(related to Proposition: Closed Formula For Binomial Coefficients)
We have to show that the closed formula for the binomial coefficient. \[\binom nk=\frac{n(n-1)\cdots(n-k+1)}{k(k-1)\cdots 2\cdot 1}\] can be interpreted as the number of subsets with exactly \(k\) elements of a given finite set \(X\) with exactly \(n\) elements \((|X|=n)\).
We enumerate each element of \(X\) and get an index set \(I=\{1,2,\cdots n\}\). Instead of counting the subsets of \(X\) with \(k\) elements, in which the order of elements does not count, we start to count the subsequences of length \(k\), which can be built from \(I\), in which the order of sequence elements does count.
There are \(n\) choices for the first element of the sequence; for each, there are \(n-1\) choices for the second; and so on, until there are \(n - k +1\) choices for the \(k\)-th. This gives the falling factorial power \(n^{\underline{k}}=n(n-1)\cdots(n-k+1)\) of choices for a sequence with \(k\) sequence elements.
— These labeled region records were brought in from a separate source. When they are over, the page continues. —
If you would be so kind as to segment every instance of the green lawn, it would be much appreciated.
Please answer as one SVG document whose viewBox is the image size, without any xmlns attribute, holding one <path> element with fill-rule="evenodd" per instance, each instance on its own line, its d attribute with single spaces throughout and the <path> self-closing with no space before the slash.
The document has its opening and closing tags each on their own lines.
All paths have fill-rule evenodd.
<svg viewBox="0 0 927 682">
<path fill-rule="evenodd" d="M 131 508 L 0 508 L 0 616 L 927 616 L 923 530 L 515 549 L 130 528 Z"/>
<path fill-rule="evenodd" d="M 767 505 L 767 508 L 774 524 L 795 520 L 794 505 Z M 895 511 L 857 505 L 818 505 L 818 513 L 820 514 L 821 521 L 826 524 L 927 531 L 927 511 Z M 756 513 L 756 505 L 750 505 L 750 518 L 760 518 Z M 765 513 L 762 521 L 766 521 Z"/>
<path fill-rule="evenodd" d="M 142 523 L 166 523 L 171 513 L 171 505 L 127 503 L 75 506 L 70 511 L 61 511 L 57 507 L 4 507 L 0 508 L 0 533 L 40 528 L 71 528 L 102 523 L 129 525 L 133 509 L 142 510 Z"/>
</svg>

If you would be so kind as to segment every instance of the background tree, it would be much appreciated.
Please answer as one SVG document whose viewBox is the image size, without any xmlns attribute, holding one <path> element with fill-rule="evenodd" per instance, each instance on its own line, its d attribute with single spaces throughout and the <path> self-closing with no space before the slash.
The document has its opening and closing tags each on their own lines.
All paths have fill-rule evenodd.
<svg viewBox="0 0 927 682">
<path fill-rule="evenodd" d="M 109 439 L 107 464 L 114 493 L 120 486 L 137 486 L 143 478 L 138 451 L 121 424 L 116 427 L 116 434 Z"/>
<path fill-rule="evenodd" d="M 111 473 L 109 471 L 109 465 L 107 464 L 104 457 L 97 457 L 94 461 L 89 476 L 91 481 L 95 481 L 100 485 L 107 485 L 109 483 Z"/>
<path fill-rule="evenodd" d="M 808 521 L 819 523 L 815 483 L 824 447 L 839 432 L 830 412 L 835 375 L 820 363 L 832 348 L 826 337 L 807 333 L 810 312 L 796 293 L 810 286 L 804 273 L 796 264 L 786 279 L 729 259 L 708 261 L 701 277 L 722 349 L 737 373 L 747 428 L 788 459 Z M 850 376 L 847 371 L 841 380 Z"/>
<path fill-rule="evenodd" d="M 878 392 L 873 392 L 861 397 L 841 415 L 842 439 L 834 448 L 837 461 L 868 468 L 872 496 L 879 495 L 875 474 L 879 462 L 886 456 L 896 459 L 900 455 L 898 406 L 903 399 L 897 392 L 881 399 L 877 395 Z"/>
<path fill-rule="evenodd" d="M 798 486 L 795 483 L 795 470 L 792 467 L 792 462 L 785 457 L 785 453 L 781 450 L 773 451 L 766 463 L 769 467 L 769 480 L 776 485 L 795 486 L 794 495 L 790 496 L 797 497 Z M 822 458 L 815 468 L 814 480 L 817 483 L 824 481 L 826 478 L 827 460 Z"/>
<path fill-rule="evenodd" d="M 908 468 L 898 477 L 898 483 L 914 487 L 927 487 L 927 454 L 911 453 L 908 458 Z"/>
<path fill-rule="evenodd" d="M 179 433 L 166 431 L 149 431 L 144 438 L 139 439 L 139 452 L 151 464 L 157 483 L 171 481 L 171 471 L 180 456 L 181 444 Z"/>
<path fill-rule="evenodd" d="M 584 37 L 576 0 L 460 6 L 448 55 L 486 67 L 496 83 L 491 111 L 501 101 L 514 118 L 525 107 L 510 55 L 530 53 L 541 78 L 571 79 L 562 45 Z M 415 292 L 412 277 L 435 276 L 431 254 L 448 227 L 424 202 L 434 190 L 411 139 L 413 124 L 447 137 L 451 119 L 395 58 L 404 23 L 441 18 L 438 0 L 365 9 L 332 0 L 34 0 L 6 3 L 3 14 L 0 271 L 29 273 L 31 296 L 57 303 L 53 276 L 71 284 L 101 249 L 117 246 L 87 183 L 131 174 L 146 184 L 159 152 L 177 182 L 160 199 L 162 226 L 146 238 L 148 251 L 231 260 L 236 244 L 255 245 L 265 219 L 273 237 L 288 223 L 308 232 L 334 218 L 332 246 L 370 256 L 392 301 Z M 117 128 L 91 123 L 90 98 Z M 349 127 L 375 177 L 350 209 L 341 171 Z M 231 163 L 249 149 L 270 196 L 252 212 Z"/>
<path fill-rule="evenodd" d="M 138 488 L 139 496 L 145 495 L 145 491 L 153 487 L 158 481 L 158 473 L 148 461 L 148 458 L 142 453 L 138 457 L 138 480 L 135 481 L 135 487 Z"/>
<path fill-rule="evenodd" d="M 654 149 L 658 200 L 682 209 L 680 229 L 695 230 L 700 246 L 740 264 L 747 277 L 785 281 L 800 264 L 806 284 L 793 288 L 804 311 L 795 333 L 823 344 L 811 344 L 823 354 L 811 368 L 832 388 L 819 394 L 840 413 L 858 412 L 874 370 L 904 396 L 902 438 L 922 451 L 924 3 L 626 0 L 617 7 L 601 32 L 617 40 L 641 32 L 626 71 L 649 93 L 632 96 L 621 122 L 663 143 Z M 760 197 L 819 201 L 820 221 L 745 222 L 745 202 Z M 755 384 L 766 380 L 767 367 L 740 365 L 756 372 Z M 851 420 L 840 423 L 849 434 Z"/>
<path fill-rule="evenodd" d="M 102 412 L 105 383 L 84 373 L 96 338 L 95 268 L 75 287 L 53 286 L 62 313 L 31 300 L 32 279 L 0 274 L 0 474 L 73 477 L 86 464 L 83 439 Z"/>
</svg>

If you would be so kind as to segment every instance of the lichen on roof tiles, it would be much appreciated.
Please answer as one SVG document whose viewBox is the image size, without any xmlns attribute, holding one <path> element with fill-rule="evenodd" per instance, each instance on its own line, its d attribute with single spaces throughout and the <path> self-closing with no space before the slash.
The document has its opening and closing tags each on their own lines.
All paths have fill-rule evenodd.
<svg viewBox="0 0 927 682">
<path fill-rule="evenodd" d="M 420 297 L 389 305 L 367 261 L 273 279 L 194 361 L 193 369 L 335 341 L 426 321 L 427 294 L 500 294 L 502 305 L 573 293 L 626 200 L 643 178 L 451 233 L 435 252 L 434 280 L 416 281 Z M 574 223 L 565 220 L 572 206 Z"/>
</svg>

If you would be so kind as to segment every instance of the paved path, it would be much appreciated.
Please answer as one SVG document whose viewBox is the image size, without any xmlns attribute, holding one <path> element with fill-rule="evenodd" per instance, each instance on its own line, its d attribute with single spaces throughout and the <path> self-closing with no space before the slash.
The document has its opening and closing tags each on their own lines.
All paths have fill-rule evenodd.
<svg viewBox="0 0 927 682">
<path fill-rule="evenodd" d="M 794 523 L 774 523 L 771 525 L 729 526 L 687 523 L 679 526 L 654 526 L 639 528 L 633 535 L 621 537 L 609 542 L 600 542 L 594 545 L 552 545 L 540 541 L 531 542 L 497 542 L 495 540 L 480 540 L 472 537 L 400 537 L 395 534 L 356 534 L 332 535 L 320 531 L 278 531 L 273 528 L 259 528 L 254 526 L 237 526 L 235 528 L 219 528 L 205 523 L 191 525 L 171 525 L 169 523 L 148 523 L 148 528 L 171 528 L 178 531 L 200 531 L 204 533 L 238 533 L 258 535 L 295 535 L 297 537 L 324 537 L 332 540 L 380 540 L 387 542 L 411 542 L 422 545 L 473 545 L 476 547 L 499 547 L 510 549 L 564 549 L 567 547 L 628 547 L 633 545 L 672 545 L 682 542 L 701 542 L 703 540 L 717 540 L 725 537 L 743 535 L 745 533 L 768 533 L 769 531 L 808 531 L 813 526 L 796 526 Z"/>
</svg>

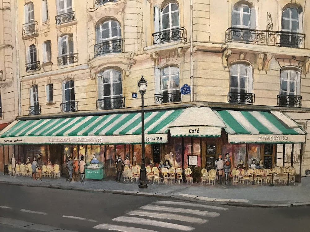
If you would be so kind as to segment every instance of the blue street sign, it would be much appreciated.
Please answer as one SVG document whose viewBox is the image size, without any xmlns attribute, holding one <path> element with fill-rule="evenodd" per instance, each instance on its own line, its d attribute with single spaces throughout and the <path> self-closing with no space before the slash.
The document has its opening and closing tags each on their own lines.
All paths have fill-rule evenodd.
<svg viewBox="0 0 310 232">
<path fill-rule="evenodd" d="M 181 87 L 181 93 L 182 94 L 189 94 L 191 93 L 191 87 L 185 84 Z"/>
</svg>

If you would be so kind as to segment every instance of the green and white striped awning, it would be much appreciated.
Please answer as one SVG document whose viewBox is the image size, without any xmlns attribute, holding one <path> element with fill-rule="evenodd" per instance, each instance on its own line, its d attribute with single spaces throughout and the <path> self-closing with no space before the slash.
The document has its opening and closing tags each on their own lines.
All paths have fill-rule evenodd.
<svg viewBox="0 0 310 232">
<path fill-rule="evenodd" d="M 215 111 L 225 124 L 231 143 L 304 143 L 301 127 L 278 111 Z"/>
<path fill-rule="evenodd" d="M 184 110 L 144 114 L 145 143 L 168 142 L 168 126 Z M 0 133 L 0 144 L 141 143 L 141 114 L 17 120 Z"/>
</svg>

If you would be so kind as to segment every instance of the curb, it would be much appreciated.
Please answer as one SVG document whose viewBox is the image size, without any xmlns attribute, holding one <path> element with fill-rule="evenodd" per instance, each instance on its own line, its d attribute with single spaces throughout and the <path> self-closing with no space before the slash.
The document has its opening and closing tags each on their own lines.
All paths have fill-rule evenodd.
<svg viewBox="0 0 310 232">
<path fill-rule="evenodd" d="M 165 194 L 160 192 L 152 193 L 148 192 L 140 192 L 129 190 L 118 190 L 113 189 L 86 189 L 79 187 L 73 187 L 63 185 L 40 185 L 38 184 L 27 184 L 17 183 L 11 183 L 8 181 L 0 181 L 0 183 L 10 185 L 27 186 L 28 187 L 40 187 L 44 188 L 58 189 L 63 190 L 71 190 L 82 191 L 89 192 L 105 193 L 113 194 L 127 195 L 132 196 L 143 196 L 153 197 L 159 198 L 165 198 L 174 200 L 179 200 L 185 201 L 196 202 L 201 203 L 212 204 L 215 204 L 227 205 L 239 207 L 261 207 L 270 208 L 273 207 L 292 207 L 310 205 L 310 201 L 304 202 L 290 202 L 288 203 L 277 203 L 269 204 L 258 204 L 248 200 L 237 199 L 224 199 L 214 198 L 204 196 L 180 194 L 174 195 L 171 194 Z"/>
</svg>

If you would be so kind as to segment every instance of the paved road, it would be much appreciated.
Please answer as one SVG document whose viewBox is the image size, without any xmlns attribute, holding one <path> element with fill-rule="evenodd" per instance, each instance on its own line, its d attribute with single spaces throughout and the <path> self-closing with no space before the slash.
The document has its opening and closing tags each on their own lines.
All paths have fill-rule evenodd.
<svg viewBox="0 0 310 232">
<path fill-rule="evenodd" d="M 310 228 L 309 207 L 244 208 L 4 184 L 0 188 L 0 217 L 79 232 L 308 232 Z"/>
</svg>

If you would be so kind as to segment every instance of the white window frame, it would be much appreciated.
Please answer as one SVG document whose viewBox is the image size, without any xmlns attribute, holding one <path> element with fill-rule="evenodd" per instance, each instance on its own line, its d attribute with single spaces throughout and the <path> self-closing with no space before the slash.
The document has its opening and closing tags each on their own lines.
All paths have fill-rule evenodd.
<svg viewBox="0 0 310 232">
<path fill-rule="evenodd" d="M 42 22 L 46 23 L 48 21 L 48 7 L 47 6 L 47 0 L 42 0 Z"/>
<path fill-rule="evenodd" d="M 237 67 L 237 73 L 233 73 L 233 68 Z M 235 64 L 232 65 L 229 70 L 229 92 L 241 93 L 241 88 L 240 85 L 241 80 L 242 76 L 241 75 L 241 69 L 244 68 L 246 69 L 246 75 L 245 77 L 245 93 L 252 93 L 253 91 L 253 70 L 251 66 L 247 65 L 244 64 Z M 231 77 L 232 76 L 235 76 L 237 77 L 238 79 L 238 86 L 237 88 L 237 92 L 232 92 L 232 88 L 234 88 L 236 87 L 232 87 L 231 85 Z"/>
<path fill-rule="evenodd" d="M 172 4 L 175 4 L 175 5 L 176 5 L 178 6 L 178 10 L 176 10 L 173 11 L 171 11 L 171 6 L 172 5 Z M 164 10 L 165 10 L 165 9 L 166 9 L 166 8 L 167 7 L 169 7 L 169 11 L 168 12 L 168 13 L 165 13 L 165 14 L 163 14 L 162 12 Z M 176 26 L 172 26 L 172 13 L 174 13 L 175 12 L 178 12 L 178 20 L 179 21 L 179 22 L 178 22 L 179 23 L 177 25 L 176 25 Z M 174 29 L 174 28 L 179 28 L 180 27 L 180 9 L 179 9 L 179 5 L 176 2 L 170 2 L 169 3 L 168 3 L 167 5 L 166 5 L 164 6 L 162 8 L 162 10 L 161 11 L 161 12 L 160 12 L 160 21 L 161 30 L 161 31 L 163 31 L 163 30 L 164 30 L 164 29 L 163 29 L 163 28 L 162 28 L 162 22 L 163 22 L 162 16 L 163 16 L 163 15 L 166 15 L 166 14 L 169 14 L 169 27 L 168 28 L 165 28 L 165 29 L 164 29 L 164 30 L 171 30 L 172 29 Z"/>
<path fill-rule="evenodd" d="M 30 2 L 24 6 L 25 23 L 34 22 L 34 10 L 33 2 Z"/>
</svg>

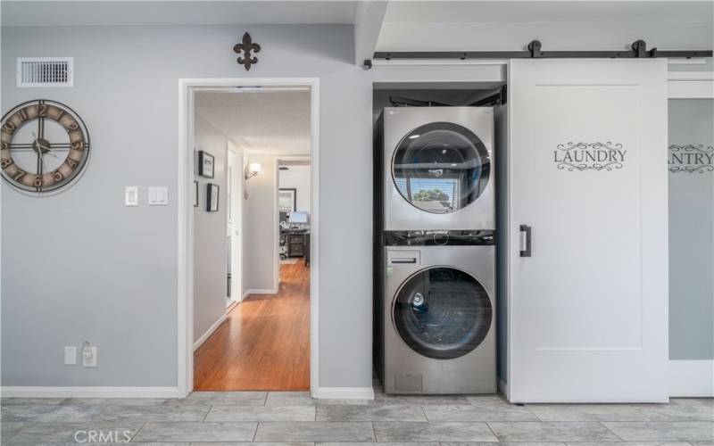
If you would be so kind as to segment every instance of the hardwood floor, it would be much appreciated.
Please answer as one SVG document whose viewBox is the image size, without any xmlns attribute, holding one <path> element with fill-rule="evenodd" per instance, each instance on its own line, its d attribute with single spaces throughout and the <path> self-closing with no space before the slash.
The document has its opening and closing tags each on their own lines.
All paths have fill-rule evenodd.
<svg viewBox="0 0 714 446">
<path fill-rule="evenodd" d="M 310 389 L 310 268 L 280 265 L 278 294 L 251 294 L 194 353 L 197 391 Z"/>
</svg>

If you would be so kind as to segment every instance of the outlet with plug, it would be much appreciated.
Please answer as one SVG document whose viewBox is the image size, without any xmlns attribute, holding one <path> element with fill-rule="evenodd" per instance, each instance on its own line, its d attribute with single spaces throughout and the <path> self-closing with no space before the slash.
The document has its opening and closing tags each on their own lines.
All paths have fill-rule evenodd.
<svg viewBox="0 0 714 446">
<path fill-rule="evenodd" d="M 64 347 L 64 365 L 77 365 L 77 347 Z"/>
<path fill-rule="evenodd" d="M 96 347 L 86 341 L 82 346 L 82 367 L 96 367 Z"/>
</svg>

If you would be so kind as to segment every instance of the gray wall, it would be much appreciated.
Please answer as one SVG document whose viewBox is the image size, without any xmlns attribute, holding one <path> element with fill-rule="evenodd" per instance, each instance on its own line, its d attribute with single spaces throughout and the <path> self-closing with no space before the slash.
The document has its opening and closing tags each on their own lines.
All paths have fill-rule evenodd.
<svg viewBox="0 0 714 446">
<path fill-rule="evenodd" d="M 310 166 L 290 166 L 290 170 L 280 170 L 280 188 L 296 189 L 296 211 L 310 214 L 311 211 L 311 175 Z"/>
<path fill-rule="evenodd" d="M 232 51 L 245 31 L 263 48 L 250 72 Z M 353 51 L 347 25 L 4 27 L 2 110 L 66 103 L 93 154 L 57 196 L 2 186 L 2 384 L 176 385 L 178 79 L 319 77 L 319 385 L 370 386 L 372 81 L 505 78 L 494 66 L 366 71 Z M 16 57 L 68 55 L 76 87 L 15 87 Z M 142 187 L 141 206 L 122 205 L 125 186 Z M 145 206 L 148 186 L 168 186 L 170 205 Z M 62 366 L 62 347 L 85 340 L 99 367 Z"/>
<path fill-rule="evenodd" d="M 194 342 L 203 335 L 226 312 L 226 136 L 198 114 L 195 114 L 195 178 L 198 181 L 198 207 L 194 208 Z M 198 176 L 198 151 L 213 155 L 213 178 Z M 208 212 L 206 185 L 219 186 L 218 212 Z"/>
<path fill-rule="evenodd" d="M 263 48 L 249 73 L 233 52 L 245 31 Z M 319 77 L 319 384 L 370 386 L 371 85 L 353 37 L 347 25 L 4 27 L 2 109 L 66 103 L 93 154 L 60 195 L 2 186 L 3 385 L 176 385 L 178 78 Z M 67 55 L 74 87 L 15 87 L 16 57 Z M 141 206 L 122 205 L 128 185 Z M 145 206 L 147 186 L 168 186 L 170 205 Z M 63 346 L 85 340 L 99 367 L 63 366 Z"/>
<path fill-rule="evenodd" d="M 244 290 L 275 291 L 275 238 L 278 235 L 278 185 L 275 157 L 248 153 L 247 162 L 260 162 L 262 171 L 246 181 L 250 198 L 244 200 L 246 214 L 243 246 Z"/>
<path fill-rule="evenodd" d="M 669 100 L 669 144 L 714 146 L 714 100 Z M 669 358 L 714 359 L 714 172 L 669 173 Z"/>
</svg>

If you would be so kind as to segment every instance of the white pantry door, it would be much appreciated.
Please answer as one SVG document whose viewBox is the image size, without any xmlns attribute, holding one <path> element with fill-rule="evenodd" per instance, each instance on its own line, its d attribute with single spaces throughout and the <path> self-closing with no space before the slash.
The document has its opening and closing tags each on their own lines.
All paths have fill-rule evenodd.
<svg viewBox="0 0 714 446">
<path fill-rule="evenodd" d="M 508 87 L 511 401 L 668 401 L 667 61 L 515 60 Z"/>
</svg>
Observe that the definition of factorial \(k(k-1)\cdots 2\cdot 1\) gives the number of possibilities, we can arrange a sequence with \(k\) sequence elements. This number of possible orderings of sequences counts each subset exactly \(k!\) times. To get our answer, we simply divide by \(k!\) and get
\[\frac{n^{\underline{k}}}{k!}=\frac{n(n-1)\cdots(n-k+1)}{k(k-1)\cdots 2\cdot 1}=\binom nk.\]